The werewolf appears in the Super Hero Squad universe: in The Superhero Squad Show season 2 episode "This Man-Thing, This Monster", and as a playable character in Super Hero Squad Online. He is also seen in Jill Valentine's ending in Marvel vs. Capcom 3, and appears in the Ultimate Spider-Man (2012) TV-show voiced by Ross Lynch as the leader of the Howling Commandos. A film adaptation was in the works in 2005 with cast and crew to be announced "shortly" and filming to start somewhere in 2006, but for reasons unknown nothing was heard from it again. Until 2022, when Marvel announced a “Special Presentation” for October 7 exclusively on Disney+ where he was potrayed by Gael Garcia Bernal.


Werewolf by Night provides examples of:

  • Aborted Arc: WbN vol.1 ends with Buck being attacked and his house burning down, setting up for a new storyline. After the book was cancelled, this was hastily resolved in Marvel Team-Up #93.
  • Absurdly Spacious Sewer:
    • Sarnak's base of operations in vol. 1.
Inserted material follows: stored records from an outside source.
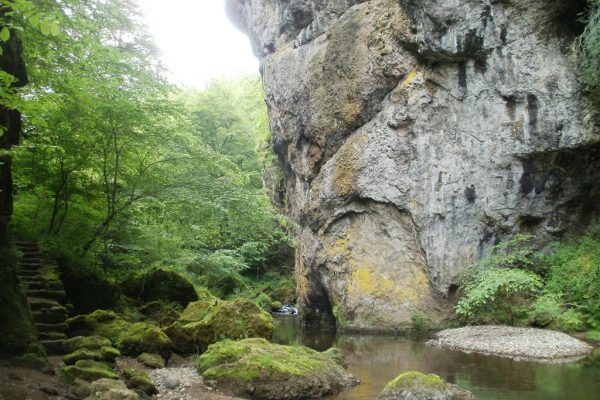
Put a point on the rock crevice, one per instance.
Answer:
(414, 135)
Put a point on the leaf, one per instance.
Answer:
(55, 29)
(4, 34)
(35, 20)
(46, 27)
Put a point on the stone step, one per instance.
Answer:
(56, 295)
(34, 283)
(61, 327)
(34, 268)
(36, 303)
(52, 336)
(49, 316)
(23, 274)
(53, 347)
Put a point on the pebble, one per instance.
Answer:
(517, 343)
(173, 382)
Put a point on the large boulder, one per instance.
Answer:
(88, 371)
(161, 285)
(418, 386)
(103, 323)
(130, 338)
(262, 370)
(204, 322)
(143, 337)
(412, 136)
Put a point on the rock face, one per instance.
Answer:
(412, 136)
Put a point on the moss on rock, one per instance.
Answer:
(104, 323)
(106, 354)
(151, 360)
(414, 385)
(17, 328)
(271, 371)
(143, 337)
(139, 380)
(160, 284)
(237, 319)
(85, 342)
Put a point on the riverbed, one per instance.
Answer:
(376, 360)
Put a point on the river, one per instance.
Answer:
(376, 360)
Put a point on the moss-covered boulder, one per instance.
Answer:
(105, 354)
(108, 389)
(415, 385)
(163, 313)
(258, 368)
(88, 371)
(237, 319)
(139, 380)
(160, 284)
(17, 327)
(88, 289)
(151, 360)
(143, 337)
(103, 323)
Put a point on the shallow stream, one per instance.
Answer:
(376, 360)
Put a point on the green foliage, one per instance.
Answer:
(498, 288)
(120, 171)
(564, 294)
(574, 274)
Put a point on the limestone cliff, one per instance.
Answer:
(415, 134)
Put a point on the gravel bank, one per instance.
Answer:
(518, 343)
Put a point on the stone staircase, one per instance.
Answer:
(46, 297)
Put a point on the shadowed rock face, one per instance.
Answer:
(413, 135)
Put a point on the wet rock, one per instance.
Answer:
(413, 135)
(143, 337)
(257, 368)
(171, 383)
(151, 360)
(418, 386)
(108, 389)
(224, 320)
(507, 341)
(88, 371)
(139, 380)
(85, 342)
(160, 284)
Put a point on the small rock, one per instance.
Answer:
(151, 360)
(172, 383)
(49, 390)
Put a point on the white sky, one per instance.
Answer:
(197, 40)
    • In WbN vol.2 Jack uses them to lock himself up during the full moon. May be justified in that Jack works as a sanitation engineer and thus has knowledge of where to go, along with the access to it. Still, it means he stands knee-deep in Grimy Water for three nights a month but doesn't experience any drawbacks. Not even with that nose of his.
  • Alien Sky: Biphasia has two moons.
  • And I Must Scream: Being turned into a stone statue for all eternity, but still being able to think. "The agony of life was over… the nightmare of hell was just begun!"
  • Artifact Title: It's been quite a while since Jack was restricted to transforming at night.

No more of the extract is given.